A Cornishman’s flying visit to Dublin
8th September 2023
Having recently returned from a flying visit to Dublin with my nieces a brief report for those who may wish to take a trip there to visit our Celtic cousins.
Getting to Dublin we flew by Ryanair from Cornwall Airport at Newquay. After a slight weather-related delay and I’d got over the trepidation of being fleeced by one of Michael O’Leary’s money grabbing small print rules, everything went smoothly. We’d made sure that bag sizes were right for carryon and paid an addon fee so we could carry an extra bag and sit together. Besides having our boarding passes on the Ryanair mobile app, we also printed them off as ‘Plan B’ to ensure there were no issues and additional fees. One piece of advice for travellers from Newquay in particular is to ensure your toiletries are not over 100ml otherwise they’ll be confiscated. I lost my toothpaste which was half used, but tube size was 125ml.
Dublin has changed considerably since my last visit over ten years ago and seen vast infrastructural improvements. Like many cities Dublin has seen a huge influx of people mostly from across Europe and returning Irish nationals with the largest group being from Ukraine. However, this hasn’t changed its friendly welcoming atmosphere, which we enjoyed very much. Great transport link through Dublin Express by coach from Dublin Airport to the city centre, which we used again on our return journey back to the airport. Tickets for the journey can be booked via a mobile app, which is cheaper, and you just show drivers the ticket on your mobile on boarding. These run every 15 minutes and there are stops all around Dublin on a circular route.
During our short visit from Friday early evening through to Sunday afternoon we stayed in the Temple Bar district. We had booked an Airbnb which was quite basic and pricey, but this was peak season and in the centre of Dublin activity, so no transport apart from shank’s pony was needed.
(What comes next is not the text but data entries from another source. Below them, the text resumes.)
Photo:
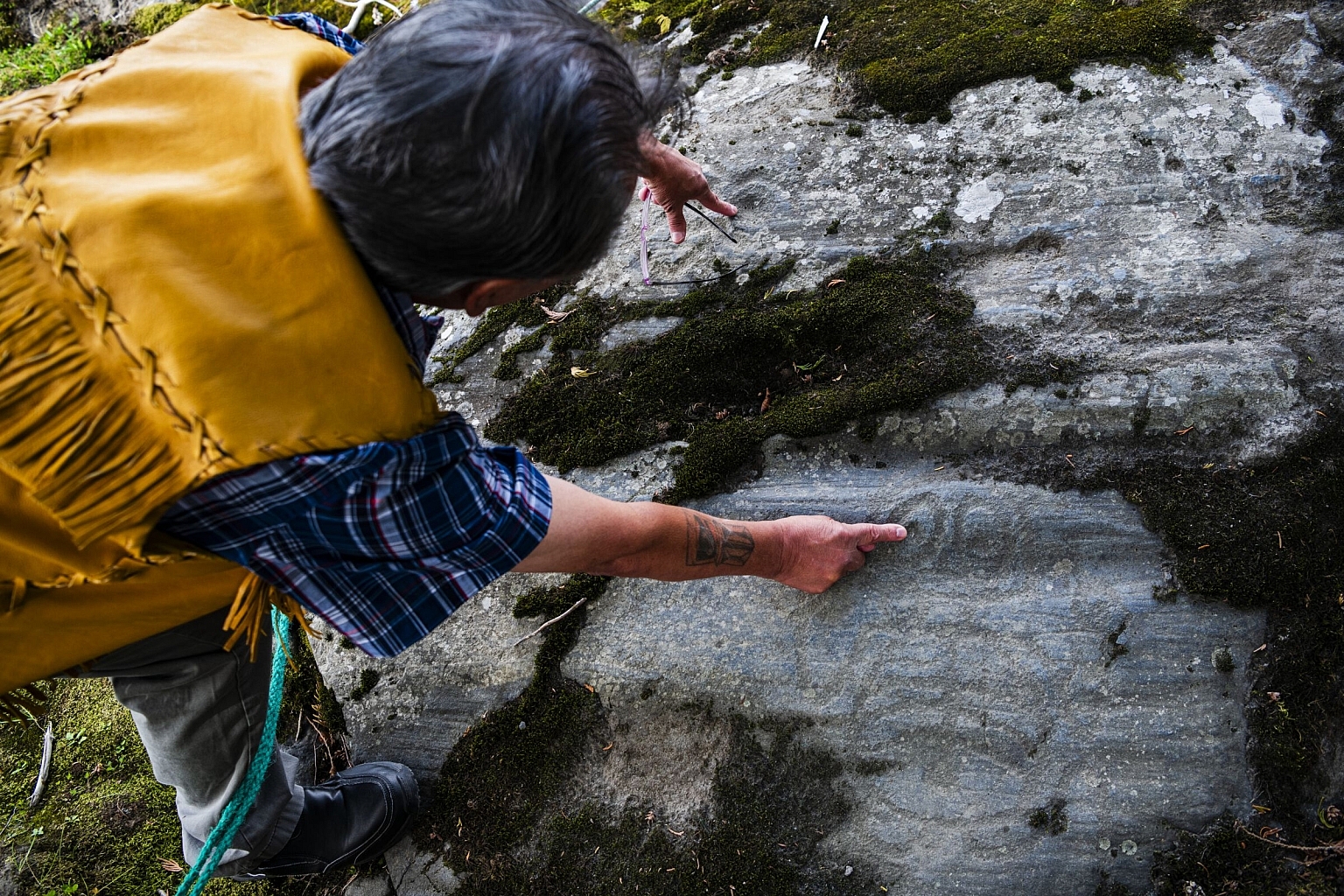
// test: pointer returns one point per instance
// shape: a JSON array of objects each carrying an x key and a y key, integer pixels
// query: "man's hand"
[
  {"x": 816, "y": 550},
  {"x": 648, "y": 540},
  {"x": 674, "y": 180}
]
There are a number of hotels and hostels within this area to choose from including a Premier Inn. Trotting around Temple Bar and district we visited Dublin Castle, Trinity College, National Library of Ireland which has free exhibitions and generally enjoyed the ambiance of Dublin. This including some welcoming hostelries imbibing some Irish ‘refreshments’. We’d enjoyed an Irish stew based on a Kerry recipe on Friday night at Ned O’Shea’s, a pub close to our Airbnb, washed down with a Guiness or two and for the girls Irish cider. Entertained by a good traditional Irish singer.
We enjoyed great service from a young Ukrainian lad at the Brick Alley Café who spoke English very well with a somewhat strange combined eastern European/Irish accent. Nice ambiance to the café as well which we used twice on the two mornings we were there. Sam Clifford an 18-year-old singer in the Wild Duck pub, who gave a shout for Cornwall, was most entertaining with a promising singing/songwriting career. Many of the pubs have entertainment in the evenings and most will include a number of Irish themed songs, including one of my favourites ‘The fields of Athenry’ a folk protest song relating to the Irish famine.
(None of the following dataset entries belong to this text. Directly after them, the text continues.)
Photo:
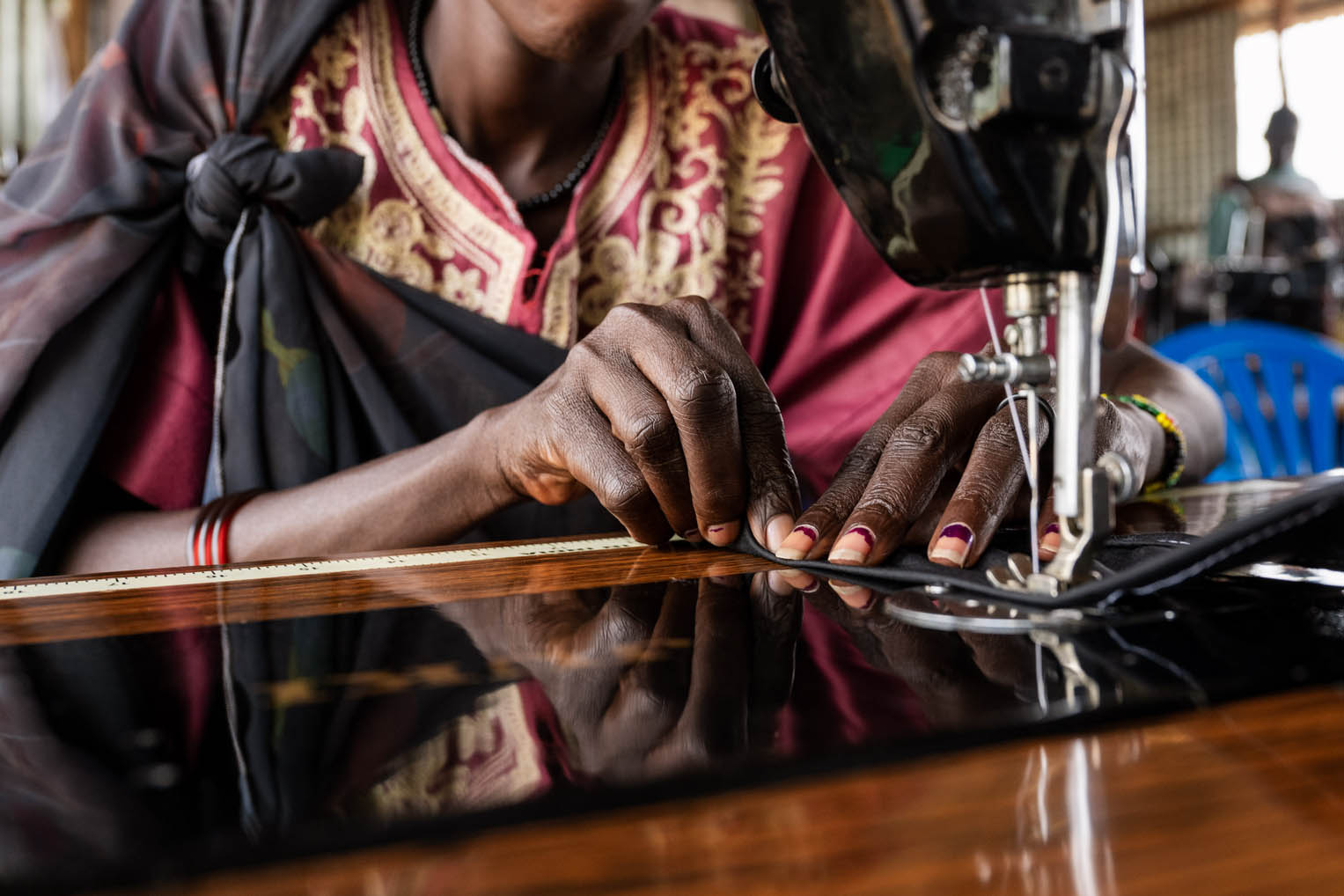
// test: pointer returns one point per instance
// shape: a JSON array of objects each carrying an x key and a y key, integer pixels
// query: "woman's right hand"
[{"x": 662, "y": 414}]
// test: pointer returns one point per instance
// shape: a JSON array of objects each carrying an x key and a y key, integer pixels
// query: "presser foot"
[{"x": 1102, "y": 487}]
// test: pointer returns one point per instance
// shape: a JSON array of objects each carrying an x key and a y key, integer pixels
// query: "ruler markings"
[{"x": 303, "y": 569}]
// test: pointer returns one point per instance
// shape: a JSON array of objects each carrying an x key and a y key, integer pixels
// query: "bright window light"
[{"x": 1315, "y": 71}]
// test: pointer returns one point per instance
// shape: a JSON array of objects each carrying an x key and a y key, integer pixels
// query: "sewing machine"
[{"x": 992, "y": 144}]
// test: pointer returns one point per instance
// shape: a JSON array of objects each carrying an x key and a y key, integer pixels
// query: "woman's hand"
[
  {"x": 660, "y": 414},
  {"x": 900, "y": 482}
]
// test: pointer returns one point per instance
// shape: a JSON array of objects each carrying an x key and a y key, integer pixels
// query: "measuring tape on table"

The return journey went very well with good service from Ryanair. I was pulled over for a fuller inspection on a random basis, all okay. However, my luggage was also pulled over, a total coincidence apparently as the new detection equipment detected something strange, possibly chemicals they explained. I tried to tell them it was probably my socks and after sticking a tube in amongst my clothes my bag was given an all clear. I and my nieces found it highly amusing and those carrying out the checks were very professional and friendly.
It was good to hear some Irish being spoken in Dublin, albeit far less than I’ve heard in the past in other parts of Ireland, such as the west coast. Although a good percentage of the population speaks Irish, this is not on a daily basis and the government established a twenty-year strategy in 2010 to increase these numbers. Like Cornwall all the governments of the Celtic nations are now working towards increasing their national Celtic languages, which is encouraging. Gradually Cornwall is establishing greater links with the other Celtic nations, and this can only be good for Cornish culture and heritage.